O primeiro pensamento é sempre não entender, ser tomado de raiva, angústia, aflição por não estar em paz com uma ou mais pessoas. A segunda e mais frequente ação é devolver o pacote, dizer ao outro de sua arrogância ou estupidez, interferir na dinâmica alheia. Isso parece mais simples e fácil, talvez um caminho aparentemente mais curto, entretanto poucos fazem uma avaliação a respeito de seus sentimentos.
Aquilo que tensionou doeu ou afetou, dialoga com sua capacidade de pegar no peito, digerir e seguir. Que construção o outro fez que te deixou preso na teia, num emaranhado de incômodos. Essa é de certo uma boa palavra. Incômodo!
Se algo pegou sua atenção e desviou positiva ou negativamente de algum caminho, é porque tem mais a ver com você doque com o outro.
Os impulsos nos levam para o debate, logo entramos em estado de guerra. Que bom que não estamos sozinhos. Que tem um ou mais de outros indivíduos que nos fazem pensar e sobretudo entender que o pensamento isolado pode ser um grande equívoco. Logo saltamos a dizer que estamos certos, mas nem sempre estamos.
Se sim, ótimo! Belo gol, porém, há momentos que precisamos silenciar e entender nosso processo, porque o que vai desenrolar essa situação são as ferramentas, estratégias e repertório que você lança mão para desencadear progresso no caminho da solução.
Todas as relações evocam um tipo de ação, reação e tensão. Algumas muito prazerosas e outras nem tanto. Saímos edificados ou destruídos em cada contato seja um simples olhar, cumprimento ou uma relação estabelecida e longeva.
E para cada pessoa sobra um pouco do que o outro deixou, e afinal das contas precisamos pensar o que será feito com isso para que não nos tornemos vitimizados ou traumatizados eternamente. Ou posso reproduzir ou catar o que sobrou e me reestruturar.
O efeito do que recebemos pela vida fica aparente em nós como uma tatuagem enorme e ostensiva, para que não nos esqueçamos que ela existe. Impossível não ver, ainda mais difícil apagar, arrancar ou fingir que não está lá.
Inaugura-se então o tempo de tratativas. Como decompor em partes cada sentimentos, cada motivação, palavras mal postas, feridas abertas e monstros a povoar nossa paz.
Por que algumas situações, fatos e acontecimentos nos afetam e marcam de forma a atravessar a pele e ficam inscritas e outras são imperceptíveis?
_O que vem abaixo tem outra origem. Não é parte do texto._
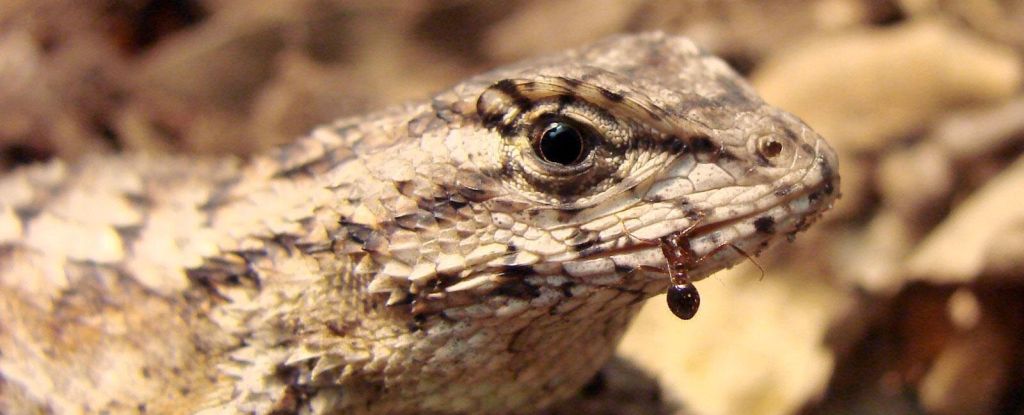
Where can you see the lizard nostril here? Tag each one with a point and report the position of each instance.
(769, 147)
O que aprendemos, como guardamos tão bem guardadas que parecem que não ouvimos, não vimos e nem sentimos nada. Até que haja um fator qualquer que subitamente faça ressurgir em forma de avalanche, inquietações e lembranças o que foi guardado, nos tirando do nosso próprio foco. Como posso dar voz àquilo que dói, magoa ou me diminui e reverter em possibilidades mais gerenciais e equilibradas.
Talvez o outro seja tão esmagador em nossas vidas que não haja saída, ficamos ali derrotados nos amargurando com aquilo que poderia não ter acontecido ou de que forma eu poderia ter dado uma saída honrosa. E se isso for uma verdade, não há nada a fazer.
Será?
Muitas vezes o que o outro quer mesmo é marcar território, se vingar de sua dor jogando para fora sua raiva, tristeza ou ainda provocar para que algo seja dito ou não dito. Talvez esteja numa fase de impaciência por motivos variados ou mesmo por insegurança não compreendeu ainda que para se ter autoridade não se necessita de autoritarismo. Que o pilar das relações é uma troca justa, com argumentos de ganha-ganha. Que se é em função do outro.
Há de se ter uma percepção clara do que o outro fez ou faz na vida da gente, mas deslocar a responsabilidade da minha tatuagem, dor ou ressentimento para o outro é perda de tempo. Tomar posse daquilo que me acomete e ser fortemente o comandante das soluções é o que se tem a fazer.
Ficar na dependência de que o outro se desculpe ou até mesmo tenha total consciência do que causou com sua forma de agir é cômodo, porque faz do outro totalmente responsável pela relação. Se ao invés disso pudermos encontrar uma nova história, roteiro com mais ou menos personagens, que nos ajudem a fazer parte da solução e não do problema fará de nós mais garantidos de nossa integralidade, sanidade e dignidade até então violadas por relações obscuras.